‘Swarms of people’: Witnesses recall Yemen stampede tragedy

Locals blame merchants, authorities for the stampede, which left at least 78 people gathered to receive donations dead.

Sanaa, Yemen – Survivors of a stampede in the Yemeni capital that killed at least 78 people have recounted the horror of the incident, which came a day before the country celebrates the Eid holiday.

Anis al-Asbahi, the Houthi-run health ministry’s spokesman in Sanaa, said that medical reports showed that people had died from physical trauma, suffocation, and a lack of oxygen.

Hundreds of people had gathered in the Alsafia district of Sanaa after hearing that local merchants would be handing out the equivalent of approximately $10. For many in Yemen, where years of war have left the already poor country economically devastated, that was reason enough to join the crowd.

“I thought I would wait a few minutes to get the amount and then leave. I didn’t imagine this tragedy would happen,” 32-year-old Ali Abdu told Al Jazeera. “I and thousands of people were gathered at the gate of Maeen school, waiting for the gate to open. The crowd kept increasing, and people began to push each other.”

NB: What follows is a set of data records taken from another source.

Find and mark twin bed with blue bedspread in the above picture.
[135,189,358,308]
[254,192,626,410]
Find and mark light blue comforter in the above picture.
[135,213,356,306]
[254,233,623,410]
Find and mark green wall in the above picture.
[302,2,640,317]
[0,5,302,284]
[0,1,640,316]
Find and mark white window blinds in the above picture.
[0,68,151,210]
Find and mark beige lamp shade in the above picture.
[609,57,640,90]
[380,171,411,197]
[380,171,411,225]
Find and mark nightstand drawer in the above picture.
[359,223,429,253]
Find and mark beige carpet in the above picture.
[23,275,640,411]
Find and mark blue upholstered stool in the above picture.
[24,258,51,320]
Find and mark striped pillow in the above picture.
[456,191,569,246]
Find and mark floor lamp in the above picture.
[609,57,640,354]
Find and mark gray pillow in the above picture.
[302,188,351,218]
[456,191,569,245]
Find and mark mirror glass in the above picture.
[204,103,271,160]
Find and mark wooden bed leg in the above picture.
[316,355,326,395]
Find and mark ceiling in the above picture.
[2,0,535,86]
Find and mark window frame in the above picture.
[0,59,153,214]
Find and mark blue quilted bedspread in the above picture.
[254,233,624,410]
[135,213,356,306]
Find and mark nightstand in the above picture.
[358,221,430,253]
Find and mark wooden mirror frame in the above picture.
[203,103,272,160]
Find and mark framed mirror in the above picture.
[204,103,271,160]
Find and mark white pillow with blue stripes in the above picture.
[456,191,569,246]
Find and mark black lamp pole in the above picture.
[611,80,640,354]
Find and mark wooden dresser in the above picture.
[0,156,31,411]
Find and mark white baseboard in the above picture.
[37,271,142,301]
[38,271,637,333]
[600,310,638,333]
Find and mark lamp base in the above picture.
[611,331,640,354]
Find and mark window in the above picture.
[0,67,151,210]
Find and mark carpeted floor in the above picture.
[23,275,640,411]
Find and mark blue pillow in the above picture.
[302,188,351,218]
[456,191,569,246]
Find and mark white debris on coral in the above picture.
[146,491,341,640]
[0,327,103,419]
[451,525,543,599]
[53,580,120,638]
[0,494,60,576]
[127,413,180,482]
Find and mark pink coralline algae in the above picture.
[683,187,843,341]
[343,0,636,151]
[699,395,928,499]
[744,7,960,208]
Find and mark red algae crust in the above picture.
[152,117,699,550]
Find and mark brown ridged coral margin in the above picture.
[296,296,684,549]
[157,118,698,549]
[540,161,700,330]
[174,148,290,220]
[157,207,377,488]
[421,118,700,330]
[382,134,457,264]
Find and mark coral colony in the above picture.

“I was pushed back and forth, having no control over my movement,” he added. “When the school gate opened, swarms of people rushed to enter. I was lucky I was not on the front side of the crowd. Those who entered first fell, and the crowds stomped on them. Because of that, deaths and injuries happened.”

[Al Jazeera]

Abdulrahman Naji, 28, passed the crowd while driving near the school where people had gathered.

“When I saw that huge crowd, I felt that was dangerous,” Naji said. “There was zero organisation and management of the sea of people. Some of them seemed elderly, some had physical disabilities, and some were children. They would be vulnerable in such a place.”

Naji blamed the merchant and the Houthi rebels who control Sanaa and much of northern Yemen. “The merchant did not organise the people waiting for donations, and the police did not act pre-emptively and wisely.”

Some of those who crowded at the school gate to receive charity were government employees. Their salaries have been largely unpaid since 2016 due to the military conflict and power struggles in Yemen.

[Alia Chughtai/Al Jazeera]

Mohammed, a school teacher, said this stampede has to be a final reminder to the parties of the conflict. “The warring sides have stopped our salaries and starved millions of people. If all employees received their salaries as they used to do before the war, we would not see these crowds in front of charity centres, and this catastrophe would not have occurred.”

“While the Houthis only focus on proving themselves to be a powerful military force, the Yemeni government is not ready to provide salaries to state employees in Houthi-controlled areas,” said Mohammed. “This stampede explains our situation sufficiently.”

A few hours after the stampede, the Houthi authorities in Sanaa said they would give one million Yemeni riyals (about $2,000) to the dead victims’ families, cover the treatment of the injured, and grant everyone injured 200,000 Yemeni rials (about $400).

But Mohammed rejected that as too little, too late. “The authorities show mercy after civilians die, and they just care about polishing their image before the public,” he said.